Two Swans: Comparing the Bourne and Traditional Swan Lakes
How Matthew Bourne's all-male reinvention illuminates the original

The Most Performed Ballet in the World
Swan Lake is ballet's Hamlet: the work against which all others are measured, the one every company must perform, the one every audience knows. Tchaikovsky's score, first performed in 1877, is the sonic definition of classical ballet. The Petipa/Ivanov choreography, codified in the 1895 Mariinsky revival, provides the structural template. The white act — Act II, the lakeside — is the art form's supreme achievement in ensemble work.Matthew Bourne's Swan Lake, which premiered in 1995, kept the score and discarded everything else. The swans are male. Odette is not a cursed princess but a wild, dangerous, ambiguously sexual creature. The Prince is not a fairy-tale hero but a lonely, repressed figure trapped in a dysfunctional royal family. The ending is not redemptive. It is devastating.
What Changes
The most obvious difference — male swans instead of female — is also the most superficial. What Bourne actually changed was the dramatic argument. In the traditional version, the story is about romantic love threatened by deception. Odette and Siegfried are destined for each other; Rothbart's trick with Odile separates them; their love conquers (or, in darker versions, fails to conquer) death.
In Bourne's version, the story is about identity, desire, and the violence of suppression. The Prince does not fall in love with a swan. He encounters a version of himself — wild, free, dangerous — that his constrained life has made impossible. The swan is liberation. The tragedy is that liberation, in the world Bourne creates, is destroyed by the forces of convention.
What Stays
Both versions are, at heart, about transformation. The classical Swan Lake transforms a princess into a bird; Bourne transforms a man into something beyond social definition. Both use the white act as the emotional center of the work: the moment when the quotidian world falls away and something numinous appears.

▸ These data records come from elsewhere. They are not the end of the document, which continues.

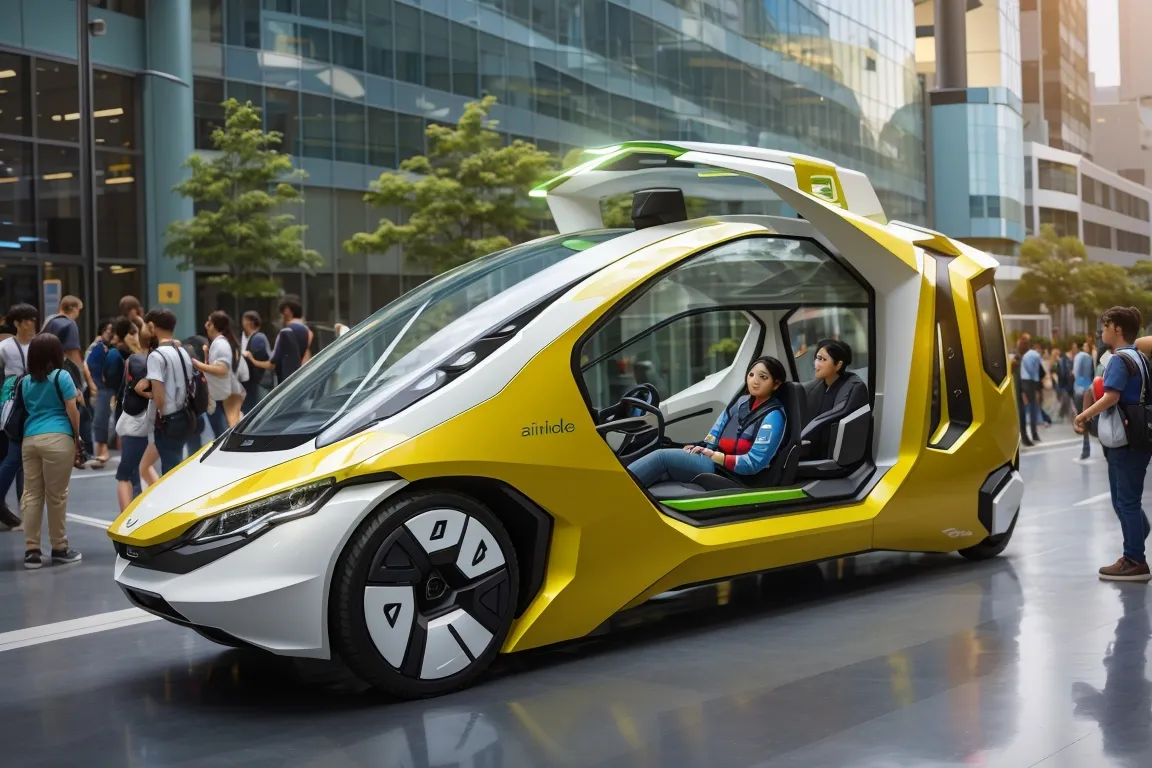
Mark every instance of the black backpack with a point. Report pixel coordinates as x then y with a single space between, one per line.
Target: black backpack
1137 416
130 401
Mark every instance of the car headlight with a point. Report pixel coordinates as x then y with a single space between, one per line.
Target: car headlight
255 516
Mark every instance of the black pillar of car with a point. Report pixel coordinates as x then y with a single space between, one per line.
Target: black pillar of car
658 206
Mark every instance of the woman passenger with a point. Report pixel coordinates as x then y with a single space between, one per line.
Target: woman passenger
743 440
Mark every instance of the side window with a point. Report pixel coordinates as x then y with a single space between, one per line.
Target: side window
993 350
673 357
809 326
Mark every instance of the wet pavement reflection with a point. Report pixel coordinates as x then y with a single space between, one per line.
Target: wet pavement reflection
876 661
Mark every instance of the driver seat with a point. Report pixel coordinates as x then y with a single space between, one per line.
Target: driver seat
780 472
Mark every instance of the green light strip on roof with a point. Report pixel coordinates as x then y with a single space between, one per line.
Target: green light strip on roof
736 500
606 156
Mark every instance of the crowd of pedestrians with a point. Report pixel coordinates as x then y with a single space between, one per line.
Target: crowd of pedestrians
137 387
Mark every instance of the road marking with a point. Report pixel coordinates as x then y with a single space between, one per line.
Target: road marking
1025 450
95 522
73 628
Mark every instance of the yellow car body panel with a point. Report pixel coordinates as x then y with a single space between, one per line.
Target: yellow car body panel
612 546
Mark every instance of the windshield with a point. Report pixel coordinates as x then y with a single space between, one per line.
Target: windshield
407 336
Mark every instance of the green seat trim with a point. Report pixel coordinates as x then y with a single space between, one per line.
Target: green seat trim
742 499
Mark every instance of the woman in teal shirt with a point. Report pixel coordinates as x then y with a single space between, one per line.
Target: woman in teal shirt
48 451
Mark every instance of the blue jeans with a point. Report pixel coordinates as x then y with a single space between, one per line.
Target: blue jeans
101 416
1033 392
131 451
671 464
12 468
1126 481
218 420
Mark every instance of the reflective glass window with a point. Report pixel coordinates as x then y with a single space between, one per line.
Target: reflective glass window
317 123
15 94
437 53
118 205
409 60
464 60
348 51
114 105
378 36
381 137
350 127
57 101
207 97
58 198
17 226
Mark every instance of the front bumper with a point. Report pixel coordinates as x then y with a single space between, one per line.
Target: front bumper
272 592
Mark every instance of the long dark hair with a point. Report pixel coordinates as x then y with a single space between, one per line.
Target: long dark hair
45 355
222 324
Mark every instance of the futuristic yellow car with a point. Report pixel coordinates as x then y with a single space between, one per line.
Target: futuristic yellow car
447 480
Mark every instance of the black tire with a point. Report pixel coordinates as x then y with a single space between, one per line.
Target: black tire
392 597
991 546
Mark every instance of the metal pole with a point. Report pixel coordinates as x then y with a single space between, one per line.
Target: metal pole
86 165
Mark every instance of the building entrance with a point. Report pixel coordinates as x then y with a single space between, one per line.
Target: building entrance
20 284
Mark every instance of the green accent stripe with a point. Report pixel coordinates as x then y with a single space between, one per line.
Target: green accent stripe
736 500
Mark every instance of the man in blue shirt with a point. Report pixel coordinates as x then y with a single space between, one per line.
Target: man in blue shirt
1083 372
1126 466
1031 375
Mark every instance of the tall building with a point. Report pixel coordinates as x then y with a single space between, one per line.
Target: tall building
976 139
353 85
1058 90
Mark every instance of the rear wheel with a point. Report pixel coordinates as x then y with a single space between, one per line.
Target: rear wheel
424 594
991 546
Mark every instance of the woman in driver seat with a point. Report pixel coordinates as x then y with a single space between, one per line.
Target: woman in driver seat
743 440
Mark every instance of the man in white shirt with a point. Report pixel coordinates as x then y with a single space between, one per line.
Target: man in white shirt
169 369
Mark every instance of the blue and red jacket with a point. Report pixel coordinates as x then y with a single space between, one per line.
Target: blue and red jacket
749 434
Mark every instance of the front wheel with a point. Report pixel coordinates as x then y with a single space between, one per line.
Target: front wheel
424 594
991 546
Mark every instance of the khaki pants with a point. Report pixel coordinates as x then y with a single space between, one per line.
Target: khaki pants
47 471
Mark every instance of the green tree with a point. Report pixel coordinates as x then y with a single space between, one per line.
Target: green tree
468 197
1051 264
616 211
240 225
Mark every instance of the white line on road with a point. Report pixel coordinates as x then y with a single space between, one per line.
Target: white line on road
95 522
74 628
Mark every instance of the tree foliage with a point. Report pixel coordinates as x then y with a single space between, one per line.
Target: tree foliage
239 195
1059 273
467 198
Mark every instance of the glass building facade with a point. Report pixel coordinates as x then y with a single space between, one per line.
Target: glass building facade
353 85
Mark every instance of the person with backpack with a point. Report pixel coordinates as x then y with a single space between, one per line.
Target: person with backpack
225 371
63 327
135 412
255 341
101 403
1126 439
50 448
180 397
14 357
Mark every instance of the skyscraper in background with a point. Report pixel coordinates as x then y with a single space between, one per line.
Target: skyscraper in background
353 85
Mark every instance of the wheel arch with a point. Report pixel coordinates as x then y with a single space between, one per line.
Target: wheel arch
528 525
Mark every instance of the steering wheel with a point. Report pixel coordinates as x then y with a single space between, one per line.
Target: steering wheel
639 435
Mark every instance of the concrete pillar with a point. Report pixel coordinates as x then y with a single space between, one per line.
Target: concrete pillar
168 139
952 44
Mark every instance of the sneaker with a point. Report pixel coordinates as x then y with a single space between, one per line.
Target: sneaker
8 518
1126 570
63 556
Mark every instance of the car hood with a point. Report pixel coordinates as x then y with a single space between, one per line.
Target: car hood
206 485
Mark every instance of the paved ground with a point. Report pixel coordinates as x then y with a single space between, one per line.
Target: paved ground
870 662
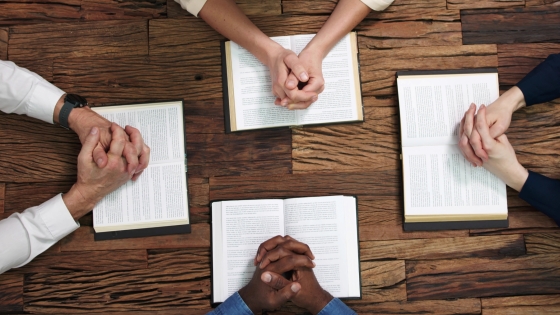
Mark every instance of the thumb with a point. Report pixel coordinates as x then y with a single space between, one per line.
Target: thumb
90 143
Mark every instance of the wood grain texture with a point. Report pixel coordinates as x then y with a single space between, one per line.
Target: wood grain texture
39 152
436 307
82 240
86 39
41 11
184 287
503 26
11 293
486 4
542 243
517 305
379 67
517 60
373 143
305 185
4 43
63 262
442 248
482 277
249 7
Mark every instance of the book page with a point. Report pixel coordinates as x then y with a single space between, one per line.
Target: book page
438 181
432 106
245 225
337 103
252 86
319 222
159 196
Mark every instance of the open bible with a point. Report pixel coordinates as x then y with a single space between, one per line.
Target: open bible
328 225
156 203
442 190
248 98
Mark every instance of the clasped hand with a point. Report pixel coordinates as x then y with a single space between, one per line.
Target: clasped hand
268 289
289 72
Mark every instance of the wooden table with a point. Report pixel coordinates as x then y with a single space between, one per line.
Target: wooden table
131 51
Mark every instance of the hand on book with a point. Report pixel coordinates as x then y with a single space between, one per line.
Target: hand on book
290 252
136 152
311 64
498 117
501 160
94 182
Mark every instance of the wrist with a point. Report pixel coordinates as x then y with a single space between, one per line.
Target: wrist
78 205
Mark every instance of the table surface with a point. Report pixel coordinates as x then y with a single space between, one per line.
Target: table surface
133 51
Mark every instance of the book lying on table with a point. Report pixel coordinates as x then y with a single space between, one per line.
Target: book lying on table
442 190
328 225
156 203
248 98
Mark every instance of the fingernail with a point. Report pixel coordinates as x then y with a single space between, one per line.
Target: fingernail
295 288
266 277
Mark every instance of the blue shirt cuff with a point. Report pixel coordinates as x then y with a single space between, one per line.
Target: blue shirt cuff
234 305
336 307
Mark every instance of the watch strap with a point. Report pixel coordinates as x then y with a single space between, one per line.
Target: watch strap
65 113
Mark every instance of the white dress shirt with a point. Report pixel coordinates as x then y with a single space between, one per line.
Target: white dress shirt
25 235
194 6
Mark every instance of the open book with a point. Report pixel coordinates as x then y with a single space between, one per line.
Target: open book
328 225
248 98
156 203
442 190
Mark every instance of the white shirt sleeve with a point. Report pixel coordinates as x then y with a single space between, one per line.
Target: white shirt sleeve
25 235
25 92
378 5
193 6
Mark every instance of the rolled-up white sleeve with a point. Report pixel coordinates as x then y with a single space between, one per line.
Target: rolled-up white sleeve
378 5
25 235
193 6
26 93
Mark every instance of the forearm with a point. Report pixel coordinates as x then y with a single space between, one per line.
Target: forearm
346 15
227 19
25 235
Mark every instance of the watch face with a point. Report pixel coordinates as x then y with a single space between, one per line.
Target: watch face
76 99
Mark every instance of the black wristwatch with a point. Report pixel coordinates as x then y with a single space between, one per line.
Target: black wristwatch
71 101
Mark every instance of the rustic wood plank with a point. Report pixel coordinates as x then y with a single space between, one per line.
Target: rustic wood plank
517 305
486 4
442 248
86 261
305 185
86 39
249 7
182 288
542 243
378 67
24 195
517 60
436 307
482 277
374 143
82 240
4 43
11 293
519 25
383 281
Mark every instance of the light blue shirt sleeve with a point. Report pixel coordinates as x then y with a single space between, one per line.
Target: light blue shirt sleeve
235 305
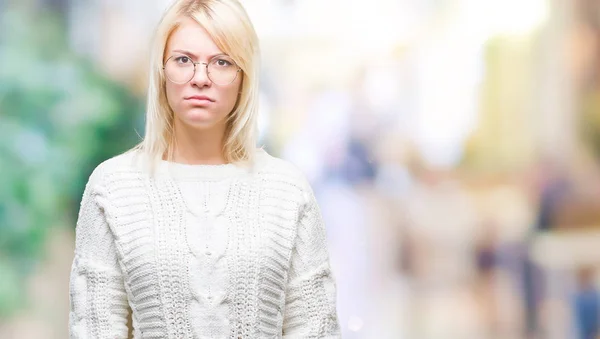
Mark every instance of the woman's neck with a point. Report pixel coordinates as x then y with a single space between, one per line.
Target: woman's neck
198 147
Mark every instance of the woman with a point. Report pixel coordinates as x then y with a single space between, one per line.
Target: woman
202 234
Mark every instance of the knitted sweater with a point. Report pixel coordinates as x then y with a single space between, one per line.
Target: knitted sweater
201 251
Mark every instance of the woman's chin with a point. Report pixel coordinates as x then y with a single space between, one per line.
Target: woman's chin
201 118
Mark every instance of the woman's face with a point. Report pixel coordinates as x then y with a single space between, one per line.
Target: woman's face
199 103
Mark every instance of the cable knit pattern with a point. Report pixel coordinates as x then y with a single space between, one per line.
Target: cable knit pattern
201 251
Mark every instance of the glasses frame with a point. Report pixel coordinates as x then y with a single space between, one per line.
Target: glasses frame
205 69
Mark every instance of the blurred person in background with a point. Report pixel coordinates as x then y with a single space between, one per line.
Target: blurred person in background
198 231
586 305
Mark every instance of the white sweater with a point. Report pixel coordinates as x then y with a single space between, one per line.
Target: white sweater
201 251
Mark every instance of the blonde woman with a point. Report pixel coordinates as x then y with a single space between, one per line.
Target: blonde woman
196 230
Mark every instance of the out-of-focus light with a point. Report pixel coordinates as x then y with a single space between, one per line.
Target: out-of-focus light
510 17
355 323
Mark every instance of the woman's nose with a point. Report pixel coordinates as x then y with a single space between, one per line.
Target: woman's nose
201 75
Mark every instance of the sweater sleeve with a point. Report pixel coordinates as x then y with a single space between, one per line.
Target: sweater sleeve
310 305
98 301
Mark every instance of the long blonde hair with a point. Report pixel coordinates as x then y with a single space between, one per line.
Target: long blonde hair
229 26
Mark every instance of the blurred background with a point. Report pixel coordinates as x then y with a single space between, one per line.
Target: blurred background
453 145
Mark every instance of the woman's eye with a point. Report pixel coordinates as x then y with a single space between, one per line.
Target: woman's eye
223 62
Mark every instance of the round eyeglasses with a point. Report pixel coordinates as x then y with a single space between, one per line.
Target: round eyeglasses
221 69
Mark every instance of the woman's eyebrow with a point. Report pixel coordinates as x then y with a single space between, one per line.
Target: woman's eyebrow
194 56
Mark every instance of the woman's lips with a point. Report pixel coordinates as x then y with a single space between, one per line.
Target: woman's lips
199 99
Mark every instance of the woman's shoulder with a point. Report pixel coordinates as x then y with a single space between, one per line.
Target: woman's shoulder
278 169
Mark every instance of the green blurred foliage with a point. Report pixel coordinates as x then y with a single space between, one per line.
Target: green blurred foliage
59 118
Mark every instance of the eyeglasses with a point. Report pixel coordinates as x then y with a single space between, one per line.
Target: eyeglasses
220 69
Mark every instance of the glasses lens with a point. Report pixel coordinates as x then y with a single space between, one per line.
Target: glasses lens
222 70
179 69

And in both, Tchaikovsky's score does the heavy lifting. The music is so emotionally specific, so narratively rich, that it supports radically different dramatic interpretations without breaking. This is not a coincidence. It is evidence of the score's greatness.
The Performance Question
The traditional Swan Lake demands technical mastery. The role of Odette/Odile — usually performed by the same dancer — is among the most demanding in the repertoire. Thirty-two fouettés in the Black Swan pas de deux are a technical requirement and an audience expectation.
Bourne's Swan Lake demands theatrical intensity. The lead swan must combine animal physicality with emotional vulnerability. The Prince must communicate psychological complexity through movement that is deliberately non-balletic. The skills are different but equally demanding.
Which Is Better?
The question is unanswerable — and, more importantly, unnecessary. Bourne's Swan Lake does not replace the traditional version. It exists alongside it, illuminating aspects of the score and the myth that the traditional version suppresses. After seeing Bourne, you hear Tchaikovsky differently. After returning to Petipa/Ivanov, you appreciate what the classical vocabulary can achieve that no other movement language can.
The two versions are in conversation. That conversation — between tradition and reinvention, between beauty and meaning, between the art form's past and its future — is the most productive dialogue in contemporary ballet.